Mais entre les partisans d’un encadrement plus strict de ce secteur et les opérateurs de téléphonie sans fil, opposés, eux, à tout frein réglementaire, le problème n’est pas prêt d’être résolu.
Une innovation technologique pour voir l’invisible
« Nous sommes complètement entourés par un système invisible de câbles de données et de signaux radio provenant de points d’accès, de tours téléphoniques et autres satellites » déclare l’artiste designer hollandais Richard Vijgen sur son site présentant son application « The Artchitecture of Radio » qui permet de visualiser les ondes des communications sans fil autour de soi, mais aussi les signaux des antennes téléphoniques et des satellites d’observation.
Cette appli récupère les données environnantes et restitue, dans leur contexte, toutes les communications réseau.
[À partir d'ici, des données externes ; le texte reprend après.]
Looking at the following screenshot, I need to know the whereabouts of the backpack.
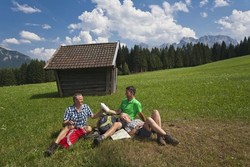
[97,115,117,134]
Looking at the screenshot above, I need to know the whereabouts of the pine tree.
[0,69,16,86]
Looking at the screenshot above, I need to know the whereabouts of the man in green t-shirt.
[93,86,146,146]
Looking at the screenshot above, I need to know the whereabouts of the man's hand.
[139,112,146,122]
[63,121,75,127]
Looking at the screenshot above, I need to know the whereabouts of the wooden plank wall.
[57,68,110,96]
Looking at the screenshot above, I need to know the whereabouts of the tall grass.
[0,56,250,166]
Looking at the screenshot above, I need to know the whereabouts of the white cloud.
[3,38,20,45]
[65,0,195,45]
[30,47,56,61]
[173,1,189,12]
[200,12,208,18]
[185,0,191,5]
[20,30,44,41]
[12,1,41,14]
[216,9,250,40]
[25,23,52,30]
[19,39,31,43]
[214,0,229,8]
[200,0,208,7]
[42,24,51,30]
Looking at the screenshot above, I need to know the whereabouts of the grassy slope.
[0,56,250,166]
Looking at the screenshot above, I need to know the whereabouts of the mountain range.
[0,47,31,68]
[0,35,238,68]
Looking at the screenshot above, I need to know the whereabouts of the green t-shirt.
[119,98,142,120]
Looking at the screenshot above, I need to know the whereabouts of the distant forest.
[117,37,250,75]
[0,37,250,86]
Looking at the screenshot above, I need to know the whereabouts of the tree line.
[0,37,250,86]
[0,60,55,86]
[117,37,250,75]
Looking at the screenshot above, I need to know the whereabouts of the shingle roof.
[44,42,119,70]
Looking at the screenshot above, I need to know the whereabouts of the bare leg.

L’application utilise les bases de données disponibles comme les cartes recensant les antennes relais pour ensuite reproduire le schéma en direct, dans un lieu précis, grâce au GPS. Le designer utilise aussi le programme Ephemeris de la NASA, qui localise les satellites. Grâce à ces différentes données, le système va donc calculer la position orbitale des appareils qui envoient des signaux pour ensuite faire apparaître les ondes en réalité augmentée permettant de redécouvrir complètement l’endroit où vous vous trouvez. Pour réaliser les images, Richard Vijgen dit avoir utilisé deux logiciels: Three.js qui permet de créer des scènes en 3D et Iconic Framework qui sert à créer des applications mobiles (Source : Gizmodo).
L’application sera prête dès décembre 2015 pour iOS et au printemps 2016 pour Android. Mais une version de l’application sera présentée au public au Centre ZKM pour l’art et les médias de Karlsruhe, en Allemagne, de septembre 2015 à avril 2016.
Visualiser le monde « caché » des réseaux numériques peut-il recréer des liens humains ? Permettre à ces personnes électrosensibles de sortir de leur isolement et de leur douleur est essentiel. Si l’innovation technologique s’ajoute à la prise de conscience publique et politique, peut-on arriverons-nous à construire l’avenir au service d’une solidarité renouvelée. Comme le disait Roger Pol-Droit lors d’un colloque de la Croix Rouge en 2014, « [le numérique] c’est une juxtaposition du meilleur et du pire, mais surtout une manière de penser une nouvelle distribution des liens, de nouvelles interactions, et de nouvelles solidarités ».